New Delhi: The Supreme Court has quashed a 2015 notification of the Bihar government by which it had deleted ‘Tanti-Tantwa’ caste from the Extremely Backward Classes (EBC) and merged it with ‘Pan/Sawasi’ caste in the Scheduled Castes list.

A bench of Justices Vikram Nath and Prashant Kumar Mishra said the state government had no competence or authority to tinker with the lists of Scheduled Castes published under Article 341 of the Constitution. The Scheduled Castes list specified under the notification under Clause-1 can be amended or altered only by a law made by the Parliament, the bench said.

It said as per Article 341 neither the central government, nor the President can make any amendments or changes in the notification issued under Clause-1 without a law made by the Parliament, specifying the castes in relation to the states or Union territory, as the case may be. “We have no hesitation in holding that the resolution dated July 1, 2015 was patently illegal, erroneous as the state government had no competence/ authority/ power to tinker with the lists of Scheduled Castes published under Article 341 of the Constitution,” the bench said in its verdict pronounced on Monday.

It added that the submission of the state government that resolution dated July 1, 2015 was only clarificatory is not worth considering for a moment and deserves outright rejection.

“Whether or not it (Tanti-Tantwa caste) was synonymous or integral part of the Entry-20 (‘Pan/Sawasi’ caste) of the lists of Scheduled Castes, it could not have been added without any law being made by the Parliament,” it said. The bench said the Bihar government knew very well that it had no authority and had accordingly forwarded its request to the Centre in 2011 for inclusion of ‘Tanti-Tantwa’ in the list of Scheduled Castes as a synonym of ‘Pan, Sawasi, Panr’.

“The said request was not accepted and returned for further comments/ justification/review.
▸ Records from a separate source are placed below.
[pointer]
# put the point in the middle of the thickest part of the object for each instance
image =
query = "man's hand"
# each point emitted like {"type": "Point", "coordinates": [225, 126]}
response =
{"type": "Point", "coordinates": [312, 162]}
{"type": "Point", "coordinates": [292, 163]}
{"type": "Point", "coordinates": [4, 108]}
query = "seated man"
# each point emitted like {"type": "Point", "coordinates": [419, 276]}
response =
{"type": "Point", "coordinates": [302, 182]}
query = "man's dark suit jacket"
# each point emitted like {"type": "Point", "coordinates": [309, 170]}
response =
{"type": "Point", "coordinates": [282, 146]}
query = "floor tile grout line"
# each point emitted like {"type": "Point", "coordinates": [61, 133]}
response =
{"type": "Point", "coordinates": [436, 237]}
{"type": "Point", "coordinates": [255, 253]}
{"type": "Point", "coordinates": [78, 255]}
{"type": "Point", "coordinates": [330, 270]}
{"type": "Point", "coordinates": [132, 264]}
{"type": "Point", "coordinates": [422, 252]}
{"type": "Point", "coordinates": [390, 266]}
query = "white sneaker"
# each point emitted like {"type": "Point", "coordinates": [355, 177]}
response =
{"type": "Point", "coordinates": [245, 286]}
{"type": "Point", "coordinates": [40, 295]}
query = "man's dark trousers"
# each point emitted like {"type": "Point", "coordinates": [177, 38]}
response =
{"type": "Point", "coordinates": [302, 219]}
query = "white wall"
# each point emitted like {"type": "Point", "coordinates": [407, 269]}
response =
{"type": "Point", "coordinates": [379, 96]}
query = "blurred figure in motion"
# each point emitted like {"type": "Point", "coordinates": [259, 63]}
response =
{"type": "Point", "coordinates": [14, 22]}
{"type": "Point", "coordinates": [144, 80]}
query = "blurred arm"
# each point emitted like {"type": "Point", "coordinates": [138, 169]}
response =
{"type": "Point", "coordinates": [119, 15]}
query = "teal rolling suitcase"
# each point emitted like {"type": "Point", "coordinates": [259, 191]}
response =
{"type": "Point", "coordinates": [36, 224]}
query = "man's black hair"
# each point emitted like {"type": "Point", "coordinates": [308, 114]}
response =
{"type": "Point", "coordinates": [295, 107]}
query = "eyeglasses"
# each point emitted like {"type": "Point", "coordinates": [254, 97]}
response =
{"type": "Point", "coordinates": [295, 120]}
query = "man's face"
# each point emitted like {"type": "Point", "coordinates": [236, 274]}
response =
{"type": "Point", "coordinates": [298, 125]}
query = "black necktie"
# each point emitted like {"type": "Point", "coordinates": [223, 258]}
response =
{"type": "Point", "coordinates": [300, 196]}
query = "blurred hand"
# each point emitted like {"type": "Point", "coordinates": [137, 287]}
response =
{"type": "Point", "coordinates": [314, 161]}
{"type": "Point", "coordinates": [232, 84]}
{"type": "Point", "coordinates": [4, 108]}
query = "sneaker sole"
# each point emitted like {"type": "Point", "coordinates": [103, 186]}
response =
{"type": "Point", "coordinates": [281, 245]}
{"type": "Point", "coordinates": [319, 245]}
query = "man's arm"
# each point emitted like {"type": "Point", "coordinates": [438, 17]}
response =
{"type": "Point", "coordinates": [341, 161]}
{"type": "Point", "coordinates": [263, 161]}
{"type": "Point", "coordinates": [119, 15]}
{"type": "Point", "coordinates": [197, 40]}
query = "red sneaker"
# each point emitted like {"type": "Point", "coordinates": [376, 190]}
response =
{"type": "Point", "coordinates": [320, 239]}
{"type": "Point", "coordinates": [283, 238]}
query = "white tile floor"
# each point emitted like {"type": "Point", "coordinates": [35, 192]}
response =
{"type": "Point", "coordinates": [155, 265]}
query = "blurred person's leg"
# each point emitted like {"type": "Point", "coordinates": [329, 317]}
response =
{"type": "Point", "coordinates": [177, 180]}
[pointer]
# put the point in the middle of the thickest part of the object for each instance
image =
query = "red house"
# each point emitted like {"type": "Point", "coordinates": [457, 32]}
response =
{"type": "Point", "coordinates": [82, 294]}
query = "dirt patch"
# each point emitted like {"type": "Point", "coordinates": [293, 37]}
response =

Ignoring the same, the State proceeded to issue the circular dated July 1, 2015,” it said.

The bench said the state government may be justified in deleting ‘Tanti-Tantwa’ from the Extremely Backward Classes list on the recommendation of the State Backward Commission, but beyond that to merge ‘Tanti-Tantwa’ with ‘Pan, Sawasi, Panr’ under Entry 20 of the list of Scheduled Castes was nothing short of “mala fide exercise for whatever good, bad or indifferent reasons, the State may have thought at that moment”.

It said whether synonymous or not, any inclusion or exclusion of any caste, race or tribe or part of or group within the castes, races or tribes has to be done by law made by the Parliament, and not by any other mode or manner. “The submission that the recommendation of the Commission for Extremely Backward Classes was binding on the State, is not a question to be determined here, inasmuch as, even if we accept the submission, such recommendation could relate only to the EBC. Whether or not to include or exclude any caste in the list of EBC would be within the domain of the Commission,” it said.

The bench further stated that the Commission would have no jurisdiction to make recommendation with respect to any caste being included in the Scheduled Castes lists and, even if it makes such a recommendation, right or wrong, the State has no authority to proceed to implement the same when it was fully aware that the Constitution does not permit it to do so.

“The Provisions of Article 341 sub-Clause-1 and sub-Clause-2 are very clear and discrete. There is no ambiguity or vagueness otherwise requiring any interpretation other than what is mentioned therein. The State of Bihar has tried to read something in order to suit its own ends for whatever reason, we are not commenting on the same,” the bench said.